Let’s throw gay people in jail because some people don’t like them
In his dissent in Lawrence, Scalia argued that moral objections to homosexuality were sufficient justification for criminalizing gay sex. “Many Americans do not want persons who openly engage in homosexual conduct as partners in their business, as scoutmasters for their children, as teachers in their children’s schools, or as boarders in their home,” he wrote. “They view this as protecting themselves and their families from a lifestyle that they believe to be immoral and destructive.” Some people think obesity is immoral and destructive—perhaps New York Mayor Michael Bloomberg should have imprisoned people who drink sugary sodas rather than trying to limit the size of their cups.
Laws banning homosexual sex are like laws banning murder
In his dissent in the 1996 case Romer v. Evans, which challenged Colorado’s ban on any local jurisdictions outlawing discrimination on the basis of sexual orientation, Scalia brought out an analogy that he’s used to attack liberals and supporters of LGBT rights for years since. “Of course it is our moral heritage that one should not hate any human being or class of human beings,” Scalia wrote, in the classic prebuttal phrasing of someone about to say something ludicrous. “But I had thought that one could consider certain conduct reprehensible—murder, for example, or polygamy, or cruelty to animals—and could exhibit even ‘animus’ toward such conduct. Surely that is the only sort of ‘animus’ at issue here: moral disapproval of homosexual conduct[.]” It’s true that people generally disapprove of murder, but there’s more going on in laws banning murder than mere disfavor—the rights of the person being murdered, for example.

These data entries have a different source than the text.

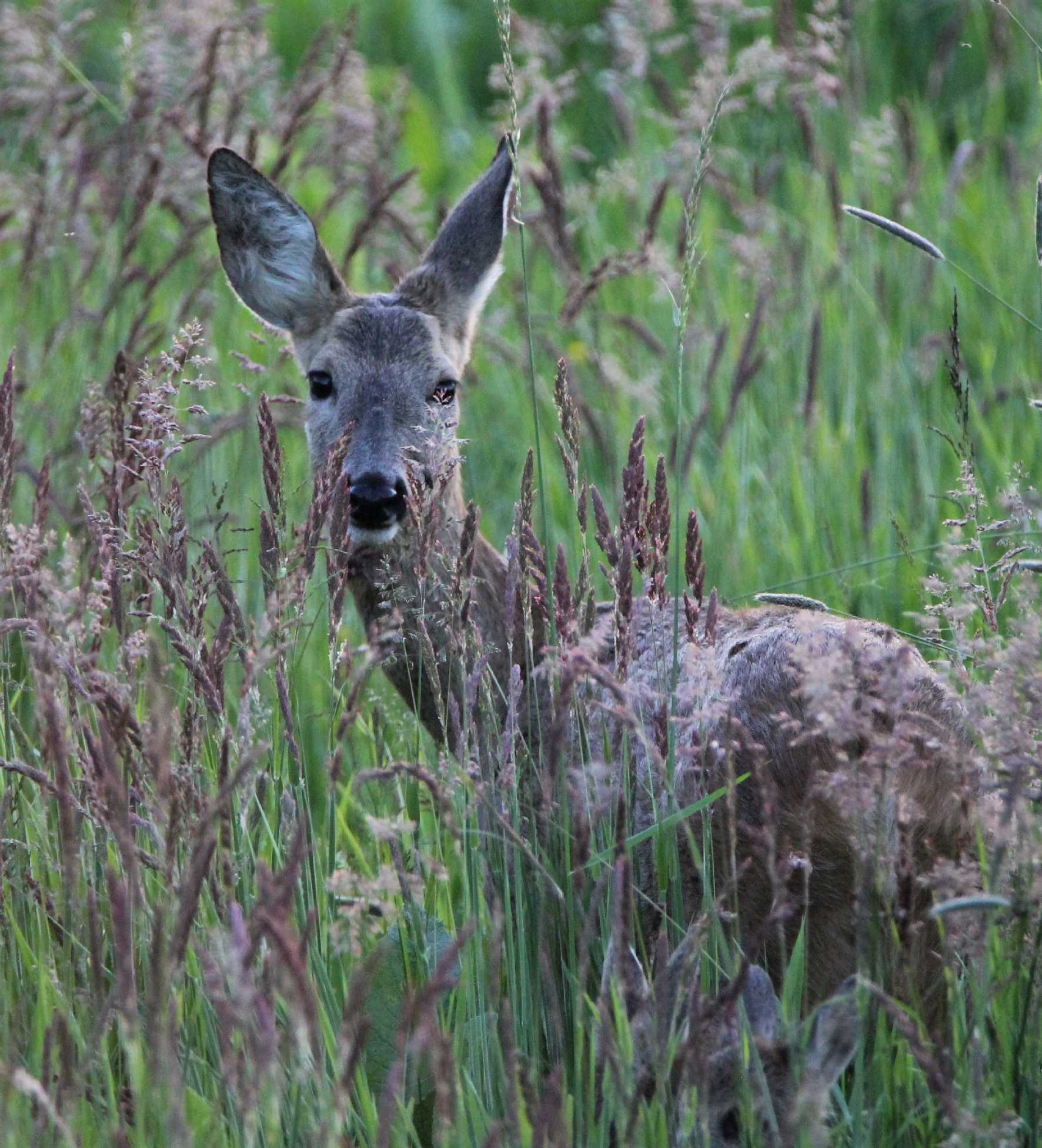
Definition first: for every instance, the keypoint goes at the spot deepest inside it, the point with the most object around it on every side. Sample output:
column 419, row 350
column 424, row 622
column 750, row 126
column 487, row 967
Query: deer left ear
column 463, row 263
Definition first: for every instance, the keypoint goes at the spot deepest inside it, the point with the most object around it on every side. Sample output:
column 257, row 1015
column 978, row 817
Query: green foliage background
column 845, row 505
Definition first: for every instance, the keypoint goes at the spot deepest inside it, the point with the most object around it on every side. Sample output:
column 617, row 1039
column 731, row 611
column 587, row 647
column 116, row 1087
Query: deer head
column 389, row 364
column 789, row 1074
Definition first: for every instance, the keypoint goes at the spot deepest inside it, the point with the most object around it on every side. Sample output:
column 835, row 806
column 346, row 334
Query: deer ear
column 622, row 969
column 834, row 1033
column 463, row 263
column 269, row 248
column 761, row 1004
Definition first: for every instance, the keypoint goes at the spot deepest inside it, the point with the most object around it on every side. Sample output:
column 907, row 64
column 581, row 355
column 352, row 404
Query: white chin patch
column 363, row 538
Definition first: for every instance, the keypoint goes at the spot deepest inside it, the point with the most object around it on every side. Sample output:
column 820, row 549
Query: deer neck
column 412, row 585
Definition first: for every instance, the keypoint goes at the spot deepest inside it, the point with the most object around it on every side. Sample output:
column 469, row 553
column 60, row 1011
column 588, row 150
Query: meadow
column 245, row 899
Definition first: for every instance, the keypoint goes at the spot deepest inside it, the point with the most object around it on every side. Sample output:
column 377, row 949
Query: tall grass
column 245, row 902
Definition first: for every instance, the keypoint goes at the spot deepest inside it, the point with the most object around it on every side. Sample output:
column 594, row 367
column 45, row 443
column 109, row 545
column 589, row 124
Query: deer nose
column 377, row 501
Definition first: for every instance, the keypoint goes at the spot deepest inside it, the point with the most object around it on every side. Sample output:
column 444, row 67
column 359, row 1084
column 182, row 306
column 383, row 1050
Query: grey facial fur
column 385, row 355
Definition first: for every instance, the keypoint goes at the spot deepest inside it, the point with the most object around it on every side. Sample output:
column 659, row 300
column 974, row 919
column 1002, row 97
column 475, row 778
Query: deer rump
column 859, row 768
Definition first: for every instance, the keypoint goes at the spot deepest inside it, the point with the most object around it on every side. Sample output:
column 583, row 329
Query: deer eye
column 320, row 383
column 729, row 1127
column 443, row 393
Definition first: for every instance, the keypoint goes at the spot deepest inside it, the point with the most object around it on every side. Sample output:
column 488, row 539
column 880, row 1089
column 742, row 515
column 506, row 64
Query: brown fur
column 853, row 749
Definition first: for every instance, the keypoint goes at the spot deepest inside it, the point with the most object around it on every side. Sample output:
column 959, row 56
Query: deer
column 807, row 706
column 773, row 1087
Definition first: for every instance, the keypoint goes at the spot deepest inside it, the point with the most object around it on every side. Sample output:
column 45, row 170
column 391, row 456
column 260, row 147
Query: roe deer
column 789, row 1075
column 814, row 708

…And like laws banning child pornography, incest and bestiality
Scalia decided to take the “moral disapproval” argument up a notch in his dissent in Lawrence, writing that the Texas ban on homosexual sex “undeniably seeks to further the belief of its citizens that certain forms of sexual behavior are ‘immoral and unacceptable,’” like laws against “fornication, bigamy, adultery, adult incest, bestiality, and obscenity.” Scalia later tees up “prostitution” and “child pornography” as other things he thinks are banned simply because people disapprove of them.
He’s truly a wretched man. How old is he again?